In the market microstructure literature, Easley et al. (1996) proposed a trading model that can decompose the bid-ask spread. The most commendable aspect of this model is the introduction of the “Probability of Informed Trading,” or PIN, which serves as a means of measuring the informational component in the spread. As the name suggests, under ideal conditions, PIN can reflect the probability of informed trading in a market with market maker.
In this post, I attempt to comb through the modeling process in the Easley et al. (1996) paper and discuss how to handle the objective function in maximum likelihood estimation to avoid overflow errors during computation.
Model
Assume that the buy and sell orders of informed and uninformed traders follow independent Poisson processes, and the following tree diagram describes the entire trading process:
- On each trading day, there is a probability of \(P=\alpha\) that new information will appear, and obviously a probability of \(P=(1-\alpha)\) that there will be no new information.

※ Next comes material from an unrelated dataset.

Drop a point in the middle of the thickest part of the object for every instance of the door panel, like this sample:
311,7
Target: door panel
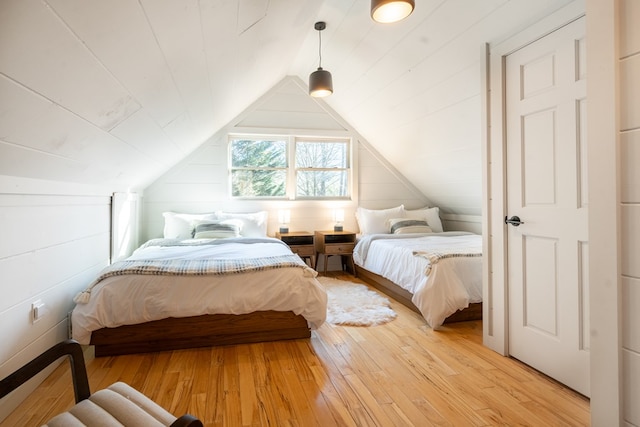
546,187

- The probability of new information being bearish is \(P=\delta\), and the probability of it being bullish is \(P=(1-\delta)\).
- If the news is bearish, the arrival rate of buy orders on that day is \(\varepsilon\), and the arrival rate of sell orders is \((\varepsilon+\mu)\).
- If the news is bullish, the arrival rate of buy orders on that day is \((\varepsilon+\mu)\), and the arrival rate of sell orders is \(\varepsilon\).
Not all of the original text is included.